2.2. Materials and equipment.
Potassium hydroxide (KOH), iron (III) chloride hexahydrate (FeCl3·6H2O), 30% hydrogen peroxide (H2O2), and absolute ethanol were purchased from Fisher Scientific (Fairlawn, NJ). High-purity silver ink was purchased from SPI Supplies (West Chester, PA). 11-Mercaptoundecanoic acid (MUA) was purchased from Santa Cruz Biotechnology (Dallas, TX). 3-Mercapto-1-propanol (MPOH) was purchased from Tokyo Chemical Industry Co., Ltd. (Portland, OR). N-Hydroxysuccinimide (NHS) and 1-Ethyl-3-(3-dimethylaminopropyl)-carbodiimide (EDC) were purchased from Acros Organics (Geel, Belgium). Ethanolamine, Tween-20, and 2-(N-morpholino) ethanesulfonic acid (MES) was purchased from Sigma-Aldrich (St. Louis, MO). Phosphate buffered saline (1× PBS: 137 mM NaCl, 2.7 mM KCl, 10 mM Na2HPO4 and 1.8 mM KH2PO4, pH 7.4) was purchased from Hyclone (Logan, UT). All reagents were used as received without further purification. All stock solutions were prepared using ultrapure water (18 MΩ cm) purified with the Nanopure System (Kirkland, WA). Wires of 99.99% pure gold (25 μm) and silver (25 μm) were purchased from California Fine Wire Company (Grover Beach, CA) and used as the working and reference electrode materials, respectively.
Recombinant ZIKV E, recombinant CHIKV E, and mouse monoclonal anti-CHIKV E antibodies were purchased from MyBioSource, Inc. (San Diego, CA) and stored at −20°C until use. M13 antibody (Abcam ab24229), anti-dengue 2 envelope antibodies (Abcam ab80914), and ZV-2 Anti-Zika envelope antibody (Miner et al., 2016) were generously provided by Dr. Michael Diamond. The concentration of ZIKV and CHIKV monoclonal antibodies was validated using a Nanodrop 2000c spectrophotometer from Thermo Scientific (Waltham, MA). ZIKV immune mouse serum was generated after DNA immunization of mice with ZIKV virus-like particle expression plasmids modeled from previous work (Pierson et al., 2006). Details for the construction of the immunization plasmids, immunization, serum collection, and initial antibody testing of serum are found in Supplemental Information. Anti-Mouse IgG1, IgG2a, IgG2b, IgG3, IgG, IgA and IgM antibodies were purchased from BD Biosciences (San Jose, CA), and stored at 4°C until use.

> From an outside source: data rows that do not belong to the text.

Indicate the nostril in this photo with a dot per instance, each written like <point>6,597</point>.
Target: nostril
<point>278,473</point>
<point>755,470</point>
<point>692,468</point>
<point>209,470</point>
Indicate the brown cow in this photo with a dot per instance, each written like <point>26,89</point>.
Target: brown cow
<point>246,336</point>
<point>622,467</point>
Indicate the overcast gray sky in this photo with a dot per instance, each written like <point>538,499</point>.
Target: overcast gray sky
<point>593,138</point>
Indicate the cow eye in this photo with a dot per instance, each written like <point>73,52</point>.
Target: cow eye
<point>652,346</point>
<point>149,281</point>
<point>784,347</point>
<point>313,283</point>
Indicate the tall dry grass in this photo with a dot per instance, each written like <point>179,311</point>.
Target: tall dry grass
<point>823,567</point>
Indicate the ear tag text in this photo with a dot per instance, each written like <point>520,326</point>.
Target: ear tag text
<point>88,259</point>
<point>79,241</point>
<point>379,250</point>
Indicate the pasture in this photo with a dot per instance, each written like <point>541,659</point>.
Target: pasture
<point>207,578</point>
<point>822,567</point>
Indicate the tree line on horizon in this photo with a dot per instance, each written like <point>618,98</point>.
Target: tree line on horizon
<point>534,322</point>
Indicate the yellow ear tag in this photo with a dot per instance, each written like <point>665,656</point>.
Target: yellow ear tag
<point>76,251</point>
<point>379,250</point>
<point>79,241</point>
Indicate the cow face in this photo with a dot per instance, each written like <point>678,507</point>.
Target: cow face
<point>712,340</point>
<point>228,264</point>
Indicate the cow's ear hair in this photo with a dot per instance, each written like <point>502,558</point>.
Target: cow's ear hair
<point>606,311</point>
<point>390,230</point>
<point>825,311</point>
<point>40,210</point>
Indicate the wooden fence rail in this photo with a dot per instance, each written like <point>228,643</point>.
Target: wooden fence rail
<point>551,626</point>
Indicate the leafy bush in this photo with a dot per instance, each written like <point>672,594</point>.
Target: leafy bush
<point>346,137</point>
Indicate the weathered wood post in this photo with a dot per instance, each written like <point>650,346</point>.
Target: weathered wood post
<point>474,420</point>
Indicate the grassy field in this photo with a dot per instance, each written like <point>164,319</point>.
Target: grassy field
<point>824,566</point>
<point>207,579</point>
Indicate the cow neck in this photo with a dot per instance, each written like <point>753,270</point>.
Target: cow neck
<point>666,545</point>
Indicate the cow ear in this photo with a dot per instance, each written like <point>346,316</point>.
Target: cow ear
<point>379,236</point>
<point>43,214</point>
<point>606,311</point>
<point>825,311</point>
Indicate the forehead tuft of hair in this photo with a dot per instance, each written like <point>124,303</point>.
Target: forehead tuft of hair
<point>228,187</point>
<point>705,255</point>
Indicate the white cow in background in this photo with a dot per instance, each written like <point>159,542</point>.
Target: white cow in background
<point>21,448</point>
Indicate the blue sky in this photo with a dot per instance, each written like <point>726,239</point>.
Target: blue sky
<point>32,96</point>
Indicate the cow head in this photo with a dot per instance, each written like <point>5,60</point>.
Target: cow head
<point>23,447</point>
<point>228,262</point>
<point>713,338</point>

2.3. Capacitance measurement device and setup.
The working electrode functionalization and sensor fabrication protocols are described in the Supplementary Information. Capacitance measurements were collected using an Instek LCR-821 benchtop LCR meter (New Taipei City, Taiwan) with a PC interface for data acquisition. Because DL capacitance is a non-Faradaic signal, a 0 V DC bias voltage was applied. A 20 mV root mean square (RMS) AC voltage was applied to the sensors at 20 Hz. All capacitance readouts were recorded in parallel mode in 30 μL of 0.1× PBST and 60 data points were collected per reading. A Faraday cage was used to remove electrical interference during readout. Capacitance data was analyzed using Matlab (Mathworks) and statistical tests were performed using R (www.r-project.org). Only p values less than 0.05 were considered statistically significant.
2.4. Monoclonal antibody and isotype detection.
For all antibody detection studies, a 30 μL dilution of monoclonal antibody was added to the well and incubated for 5 min at room temperature in 1× PBST buffer containing ~1 to ~103 molecules of each monoclonal antibody. The 5 min incubation time was selected by monitoring the rate of signal change; in all experiments, sufficient signal to noise was obtained. Additional discussion regarding incubation time may be found in Supplemental Information. Following incubation, electrodes were rinsed three times first with 1× PBST buffer to remove residual protein and then again three times with 0.1× PBST buffer to remove excess salts that may interfere with electrochemical readout. For isotype determination, 30 μL of monoclonal CHIKV E antibody was added to the well and incubated for 5 min at room temperature in 1× PBST buffer. Electrodes were rinsed with 1× and 0.1× PBST, and antibodies against each isotype were added to the well at dilutions of ~1 to ~103 in 1× PBST buffer. Electrodes were then rinsed again three times with 30 μL 1× PBST buffer and 30 μL 0.1× PBST buffer. Capacitance measurements were performed as described in the section 2.3.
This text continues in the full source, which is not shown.